Redaksiku.com – Presiden Republik Indonesia Prabowo Subianto mendapat perhatian dalam agenda diplomasi internasional setelah Presiden Korea Selatan meminta dukungan Indonesia untuk membantu membuka peluang dialog dengan Korea Utara.
Permintaan tersebut menunjukkan kepercayaan Korea Selatan terhadap posisi Indonesia yang selama ini dikenal aktif menjalankan diplomasi luar negeri yang mengedepankan komunikasi dan penyelesaian konflik secara damai.
Langkah ini juga memperlihatkan peran Indonesia yang semakin diperhitungkan dalam isu geopolitik kawasan Asia.

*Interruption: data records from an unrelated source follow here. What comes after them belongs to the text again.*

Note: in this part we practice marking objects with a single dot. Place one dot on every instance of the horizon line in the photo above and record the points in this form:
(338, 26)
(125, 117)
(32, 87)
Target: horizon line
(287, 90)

Presiden Korsel Minta Prabowo Jadi Penghubung Dialog
Presiden Korea Selatan menyampaikan harapan agar Presiden Prabowo dapat membantu menciptakan ruang komunikasi antara Seoul dan Pyongyang.
ADVERTISEMENT
SCROLL TO RESUME CONTENT
Upaya tersebut berkaitan dengan hubungan Korea Selatan dan Korea Utara yang selama bertahun-tahun mengalami ketegangan akibat berbagai faktor, termasuk isu keamanan, militer, dan politik.
Indonesia dinilai memiliki posisi strategis karena menjalin hubungan diplomatik dengan kedua negara Korea.
Mengapa Indonesia Dipandang Bisa Berperan?
Indonesia memiliki pengalaman panjang dalam diplomasi internasional.
Beberapa faktor yang membuat Indonesia dianggap memiliki peran potensial antara lain:
1. Hubungan Baik dengan Kedua Negara
Indonesia menjalin hubungan diplomatik dengan Korea Selatan maupun Korea Utara.
Posisi tersebut memberikan ruang bagi Indonesia untuk menjadi pihak yang dapat berkomunikasi dengan berbagai pihak.
2. Tradisi Diplomasi Perdamaian
Indonesia selama ini aktif mendorong penyelesaian konflik melalui dialog.
Prinsip diplomasi bebas aktif menjadi salah satu dasar kebijakan luar negeri Indonesia.
3. Peran di Kawasan Asia
Sebagai salah satu negara besar di Asia Tenggara, Indonesia memiliki pengaruh dalam berbagai forum internasional.

Hubungan Korea Selatan dan Korea Utara yang Penuh Dinamika
Korea Selatan dan Korea Utara secara teknis masih berada dalam kondisi konflik karena belum memiliki perjanjian damai permanen setelah Perang Korea.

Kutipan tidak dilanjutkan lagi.